Robin shrugged and stepped closer, making sure no one could overhear us. “Look, his fees are adding up. I don’t have the kind of staff you probably have now at H.E.A., I’ve put four or five hours into this and if I don’t get at least that for him, I might as well feed myself to the worms. If you can get him a couple of hundred more than that, he’ll be happy, the partners will be happy, and I will owe you a favour.”

This time I managed to keep from showing my glee. I gave Robin a serious but pensive nod, and told him I’d see what my client could offer. I think I managed to keep the sedate walk in place until the front doors closed behind me. Then it was all I could do to keep claws to ground rather than floating off into the sky. After all, I knew how much my client was willing to pay to get Flash to go away and leave her alone. And it was a heck of a lot more than the seven or eight hundred Robin was asking.

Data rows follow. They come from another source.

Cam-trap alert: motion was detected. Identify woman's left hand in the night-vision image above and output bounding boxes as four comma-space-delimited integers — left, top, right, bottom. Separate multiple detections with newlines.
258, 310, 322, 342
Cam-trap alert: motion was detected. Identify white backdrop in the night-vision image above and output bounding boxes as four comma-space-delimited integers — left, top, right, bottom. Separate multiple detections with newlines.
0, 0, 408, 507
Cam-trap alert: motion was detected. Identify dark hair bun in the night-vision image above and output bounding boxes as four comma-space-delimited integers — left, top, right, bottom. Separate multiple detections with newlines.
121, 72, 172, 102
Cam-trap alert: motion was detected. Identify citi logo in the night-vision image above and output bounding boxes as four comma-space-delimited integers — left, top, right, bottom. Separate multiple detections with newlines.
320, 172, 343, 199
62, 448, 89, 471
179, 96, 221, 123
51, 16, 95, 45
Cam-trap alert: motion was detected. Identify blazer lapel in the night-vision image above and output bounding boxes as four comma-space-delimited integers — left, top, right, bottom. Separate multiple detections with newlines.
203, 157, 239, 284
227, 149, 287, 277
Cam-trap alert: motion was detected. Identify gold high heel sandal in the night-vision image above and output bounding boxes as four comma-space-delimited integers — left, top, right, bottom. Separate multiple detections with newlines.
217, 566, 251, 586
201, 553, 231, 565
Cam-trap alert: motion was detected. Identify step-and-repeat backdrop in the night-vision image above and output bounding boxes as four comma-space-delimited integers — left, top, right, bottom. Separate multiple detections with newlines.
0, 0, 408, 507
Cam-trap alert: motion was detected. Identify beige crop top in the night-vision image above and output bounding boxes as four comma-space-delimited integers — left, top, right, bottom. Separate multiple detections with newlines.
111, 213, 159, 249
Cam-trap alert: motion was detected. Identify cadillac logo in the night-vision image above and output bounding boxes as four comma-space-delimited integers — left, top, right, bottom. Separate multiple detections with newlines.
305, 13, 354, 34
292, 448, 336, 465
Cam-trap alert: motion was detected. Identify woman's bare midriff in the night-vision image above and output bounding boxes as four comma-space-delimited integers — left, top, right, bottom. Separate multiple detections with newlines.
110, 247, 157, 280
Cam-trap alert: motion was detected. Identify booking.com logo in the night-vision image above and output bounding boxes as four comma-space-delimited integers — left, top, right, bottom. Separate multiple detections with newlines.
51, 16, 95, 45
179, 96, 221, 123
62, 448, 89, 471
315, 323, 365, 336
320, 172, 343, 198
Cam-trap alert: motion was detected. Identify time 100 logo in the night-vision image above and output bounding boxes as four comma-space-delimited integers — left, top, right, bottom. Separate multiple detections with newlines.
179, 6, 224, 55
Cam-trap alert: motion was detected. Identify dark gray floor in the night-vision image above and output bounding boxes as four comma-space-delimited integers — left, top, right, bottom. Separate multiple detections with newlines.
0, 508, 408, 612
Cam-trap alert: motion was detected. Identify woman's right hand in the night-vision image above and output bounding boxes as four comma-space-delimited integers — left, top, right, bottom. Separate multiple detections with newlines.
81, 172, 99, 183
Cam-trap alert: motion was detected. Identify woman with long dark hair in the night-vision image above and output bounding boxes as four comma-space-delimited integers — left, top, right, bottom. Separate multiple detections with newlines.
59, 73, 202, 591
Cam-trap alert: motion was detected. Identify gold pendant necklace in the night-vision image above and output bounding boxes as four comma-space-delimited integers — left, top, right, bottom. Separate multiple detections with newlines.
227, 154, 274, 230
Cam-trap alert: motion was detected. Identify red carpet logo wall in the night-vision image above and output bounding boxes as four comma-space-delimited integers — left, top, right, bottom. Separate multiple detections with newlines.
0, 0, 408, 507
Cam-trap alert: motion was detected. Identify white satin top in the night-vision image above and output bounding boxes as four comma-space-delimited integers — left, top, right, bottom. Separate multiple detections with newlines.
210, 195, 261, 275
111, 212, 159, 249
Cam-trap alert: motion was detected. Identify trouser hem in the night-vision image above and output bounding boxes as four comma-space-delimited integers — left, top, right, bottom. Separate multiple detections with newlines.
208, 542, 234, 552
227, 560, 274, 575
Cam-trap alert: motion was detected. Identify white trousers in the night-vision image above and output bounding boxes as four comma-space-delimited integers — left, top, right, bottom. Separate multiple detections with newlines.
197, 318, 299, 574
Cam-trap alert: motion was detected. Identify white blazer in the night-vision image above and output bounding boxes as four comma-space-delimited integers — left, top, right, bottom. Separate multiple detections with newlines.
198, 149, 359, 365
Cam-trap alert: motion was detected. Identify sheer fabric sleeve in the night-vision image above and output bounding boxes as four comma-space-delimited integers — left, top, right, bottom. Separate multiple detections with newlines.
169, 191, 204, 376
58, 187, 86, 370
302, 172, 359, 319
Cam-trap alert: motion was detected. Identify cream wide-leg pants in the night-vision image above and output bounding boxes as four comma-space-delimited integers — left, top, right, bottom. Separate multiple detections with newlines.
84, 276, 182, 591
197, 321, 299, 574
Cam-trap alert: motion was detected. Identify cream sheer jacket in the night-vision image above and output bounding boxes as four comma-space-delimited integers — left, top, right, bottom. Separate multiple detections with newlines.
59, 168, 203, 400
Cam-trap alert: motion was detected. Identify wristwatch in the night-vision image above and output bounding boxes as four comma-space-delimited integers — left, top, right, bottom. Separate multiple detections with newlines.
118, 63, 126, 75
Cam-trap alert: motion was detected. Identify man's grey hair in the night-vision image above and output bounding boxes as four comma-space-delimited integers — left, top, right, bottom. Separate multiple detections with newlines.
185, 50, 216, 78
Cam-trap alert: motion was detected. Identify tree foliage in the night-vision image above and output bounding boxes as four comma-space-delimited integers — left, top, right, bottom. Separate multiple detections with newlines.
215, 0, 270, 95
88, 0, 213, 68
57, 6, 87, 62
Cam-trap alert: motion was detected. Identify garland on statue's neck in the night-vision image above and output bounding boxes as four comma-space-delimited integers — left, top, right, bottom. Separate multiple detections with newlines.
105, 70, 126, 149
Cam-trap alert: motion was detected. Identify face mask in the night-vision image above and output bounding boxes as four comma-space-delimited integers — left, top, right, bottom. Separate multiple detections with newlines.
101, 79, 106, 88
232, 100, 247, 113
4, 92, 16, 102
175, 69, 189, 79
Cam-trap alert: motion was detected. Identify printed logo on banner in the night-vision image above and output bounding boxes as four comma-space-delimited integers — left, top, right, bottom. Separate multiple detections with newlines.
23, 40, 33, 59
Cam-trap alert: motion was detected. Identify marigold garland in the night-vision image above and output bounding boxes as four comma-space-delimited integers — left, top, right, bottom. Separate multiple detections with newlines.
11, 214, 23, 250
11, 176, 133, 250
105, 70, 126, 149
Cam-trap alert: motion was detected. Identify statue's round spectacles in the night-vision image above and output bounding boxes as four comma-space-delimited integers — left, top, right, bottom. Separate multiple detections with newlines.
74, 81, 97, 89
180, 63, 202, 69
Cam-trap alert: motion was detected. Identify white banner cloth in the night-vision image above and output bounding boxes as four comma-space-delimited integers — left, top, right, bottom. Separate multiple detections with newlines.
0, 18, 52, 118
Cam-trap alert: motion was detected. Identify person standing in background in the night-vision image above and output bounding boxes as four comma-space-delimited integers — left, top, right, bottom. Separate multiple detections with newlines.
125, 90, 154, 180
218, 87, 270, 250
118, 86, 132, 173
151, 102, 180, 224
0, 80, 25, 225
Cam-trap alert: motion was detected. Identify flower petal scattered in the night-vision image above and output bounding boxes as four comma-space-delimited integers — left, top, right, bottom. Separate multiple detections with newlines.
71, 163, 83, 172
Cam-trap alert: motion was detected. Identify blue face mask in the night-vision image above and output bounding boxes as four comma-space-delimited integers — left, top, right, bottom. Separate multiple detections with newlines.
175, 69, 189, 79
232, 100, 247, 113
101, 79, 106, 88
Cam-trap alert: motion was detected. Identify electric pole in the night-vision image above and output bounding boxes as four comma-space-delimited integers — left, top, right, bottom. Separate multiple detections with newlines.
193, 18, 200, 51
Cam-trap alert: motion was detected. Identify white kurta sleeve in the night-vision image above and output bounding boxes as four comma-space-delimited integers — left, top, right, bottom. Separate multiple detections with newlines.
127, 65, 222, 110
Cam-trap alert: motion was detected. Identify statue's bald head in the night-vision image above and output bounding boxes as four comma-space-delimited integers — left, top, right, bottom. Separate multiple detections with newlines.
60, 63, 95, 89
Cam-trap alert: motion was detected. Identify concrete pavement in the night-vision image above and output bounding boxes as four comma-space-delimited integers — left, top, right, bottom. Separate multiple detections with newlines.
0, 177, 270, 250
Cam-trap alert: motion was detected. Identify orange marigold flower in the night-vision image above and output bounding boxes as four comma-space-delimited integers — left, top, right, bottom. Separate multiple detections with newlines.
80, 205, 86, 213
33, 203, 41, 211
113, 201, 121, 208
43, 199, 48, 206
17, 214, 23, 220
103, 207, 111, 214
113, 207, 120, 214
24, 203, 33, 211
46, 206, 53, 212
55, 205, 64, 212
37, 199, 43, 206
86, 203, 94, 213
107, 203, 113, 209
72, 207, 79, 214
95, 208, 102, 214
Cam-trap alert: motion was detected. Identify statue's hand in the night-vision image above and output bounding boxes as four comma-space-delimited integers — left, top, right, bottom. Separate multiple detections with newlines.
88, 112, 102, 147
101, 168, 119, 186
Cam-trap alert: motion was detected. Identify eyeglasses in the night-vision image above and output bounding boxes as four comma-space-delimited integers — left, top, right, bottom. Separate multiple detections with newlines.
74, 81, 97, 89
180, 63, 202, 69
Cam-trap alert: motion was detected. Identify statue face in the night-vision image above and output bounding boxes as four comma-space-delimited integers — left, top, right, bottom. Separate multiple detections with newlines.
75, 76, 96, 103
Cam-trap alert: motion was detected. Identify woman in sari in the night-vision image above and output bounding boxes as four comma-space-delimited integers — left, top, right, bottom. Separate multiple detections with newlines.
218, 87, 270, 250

Spring Mulch met me in the grassed area just outside the court. She could tell that things were going well, but when I took pen and parchment and started drafting, out loud, a settlement agreement giving her everything she had wanted, she started to cry. At first I was shocked and worried, and then I understood she was just overwhelmingly pleased.

Humanoids. We dragons can only feel sorry for them. They have so few ways of expressing themselves that they use tears for diametrically opposed emotions. Dragons only cry when we’re sad. If we’re overjoyed we laugh, or sing, or dance, or fly – sometimes we even do them all at the same time. ‘It’s better than fireworks!” is the unanimous opinion of those who have seen a dragon that happy.

Once we got all the emotional stuff sorted out, Spring agreed to a settlement offer that would have Flash leaving this Realm and moving to one of the more derivative dimensions. It was the Realm where Tumnus & Associates originated, and she would give him a letter of recommendation for his book keeping skills. She’d also give him a flat thousand, which should be enough to pay his legal bills, transport, and setting up a new home.

I took the offer back to Robin, explaining her generosity as partly her wanting Flash well and truly gone, and partly my figuring that if Robin was going to owe me, he really ought to owe me a big favour not a small one. Robin came back with Flash’s signature, and Flash himself looking somewhat stunned, rather as though he’d been slapped by a dragon tail. I guess he must not have had all that much faith in Robin, if he was so surprised by a good outcome.

Between getting the agreement entered and signed by the Judge, getting rid of my client, stopping to make sure that Matt Baker knew the first batch was successful and the next cookies eagerly awaited, and dropping off the final Order with Ever’s assistant so that he’d know I’d won his case, it was twilight by the time I made it out to soar the thermals.